De retour à la résidence, nous avons malheureusement appris que le hike était annulé pour cause de météo incertaine. Les organisateurs préféraient en effet reporter le hike à un autre week-end plutôt que de prendre le risque d'être trempés au sommet. Nous nous sommes alors consolés avec un gouter copieux, partagé avec Alberto, Marti et Petra, chacun amenant une partie de ses victuailles. Le gouter s'en ensuite prolongé en partie de cartes, d'abord le Valet noir, ensuite une sorte de Bataille corse. Mes phalanges endolories s'en souviennent. Puis chacun est rentré chez lui pour souper et Valoune est allée dormir très tôt pour récupérer de toute sa fatigue accumulée (et se recaler sur un cycle de sommeil normal).

Dimanche 13 juillet 2014

Sur la place du marché

Le hike était annulé pour cause météo hasardeuse. Mais à Grenoble, il n'a pas plu. Ce n'est certainement pas le même climat entre Grenoble (200m d'altitude) et le lieu de la randonnée (1700m d'altitude). Toujours est-il que nous avons décidé de ne pas rester inactifs. Personnellement, je n'avais pas encore découvert le centre-ville, et certains des autres étudiants souhaitaient y retourner pour prendre plus de photos. Une petite balade dans le centre historique de Grenoble s'imposait donc !


On a surtout marché sans objectif particulier dans la zone, à moitié perdus la plupart du temps, et bavardant à propos de choses et d'autres. J'ai quand même eu l'occasion de prendre quelques photos mais je n'ai pas pu reprendre tout le centre historique de Grenoble avec moi. Durant le temps de midi, nous nous sommes arrêtés à la place Verdun pour pique-niquer et manger nos sandwiches. Puis on est rentré tranquillement à la résidence, pas pressés, avec une ambiance de vacances dans l'air. De retour à la résidence, mon mode repos était toujours activé, j'ai donc décidé de faire une petite sieste.
Puis, à l'heure du souper, on a lancé une activité récurrente avec un groupe de 5-6 personnes. J'avais un peu trop d'ingrédients pour faire une sauce spaghetti pour moi toute seule, alors j'ai invité d'autres étudiants à amener leurs pâtes pour partager la sauce.

Une rue ...

J'ai cuisiné une sauce avec un peu tout ce qui me passait sous la main : champignons, oignons, dés de jambon, crème, sauce tomate, fromage râpé, ... C'était délicieux, on en a eu pour 5 personnes, et suffisamment pour que chacun se serve deux fois. J'en ai même gardé au frigo pour le lendemain. Après ça, les soirs suivants, les autres membres du groupe de 5-6 personnes se sont relayés pour cuisiner quelque chose pour nous tous, de préférence typique de leur pays d'origine. Pour ma part, j'étais très limitée à cause de l'impossibilité de trouver du sirop de Liège dans le coin ...

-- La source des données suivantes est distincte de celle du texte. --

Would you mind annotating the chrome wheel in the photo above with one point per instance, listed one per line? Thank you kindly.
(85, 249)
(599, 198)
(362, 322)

Pour terminer la journée, on s'est organisé via notre groupe facebook pour aller boire un verre en ville avec qui voulait. C'était l'occasion de découvrir Grenoble by night. On était une petite dizaine, à suivre Jutta qui avait déjà fait du repérage.

Place Verdun, pour le pique-nique

On a fini par atterrir dans un bar très prometteur. La carte était entièrement (ou presque) composée de bières belges : Rochefort, Kriek, Kastel, Chimay, Leffe, Duvel, Cuvée des Trolls, Karmeliet, Chouffe, et j'en oublie plein... De quoi être fière de son pays ! :D Ils ont donc réussi à me faire atterrir dans le seul bar belge de Grenoble, qui organisait même une soirée spéciale pour le 21 juillet ! Soirée à base de Duvel et de cadeaux à gagner. Par contre, vous me connaissez, je ne bois pas d'alcool et me suis donc rabattue sur un diabolo grenadine.

Puis nous avons joué à "Never have I ever", version anglaise de "Jamais j'ai jamais". Ce qui a rendu la soirée très drôle au fil des compléments d'information donnés par les différents "coupables". ;)

Une petite dernière de la Place Verdun pour la route

[Toutes les photos sont extraites de la carte mémoire de mon Coolpix P7000]

Ve 11/07 : Articles et jeux de cartes

La seconde journée de labo (et dernière journée de la semaine) n'est pas aussi palpitante que les autres, professionnellement parlant. On prend le rythme, on découvre, on s'installe, on fait les formalités administratives, ... On avance tranquillement. Un facteur limitant dans notre projet était l'arrivée tardive des échantillons : le temps de faisceau était réservé pour le 18 juillet, ce qui nous laissait amplement le temps de prendre en main les différents logiciels.

Maille cristalline de CeO2
La matinée a été consacrée aux tutoriels. Dans un premier temps, nous avons appris à utiliser le logiciel Fit2D (qui plante une fois sur deux) pour réaliser la calibration. En effet, on ne connait pas avec précision la longueur d'onde du faisceau, la distance du détecteur à l'échantillon, la légère rotation du détecteur etc ... Pour calibrer, on utilise deux mesures de diffraction sur CeO2, prises à deux distances différentes. On connait grosso modo la distance initiale du détecteur à l'échantillon, et précisément la distance entre les deux positions du détecteur. Muni de ces mesures, on peut déterminer la longueur d'onde du faisceau et les différents paramètres. En chipotant avec une calculatrice. Je n'ai pas l'impression que ce programme soit une perle de code.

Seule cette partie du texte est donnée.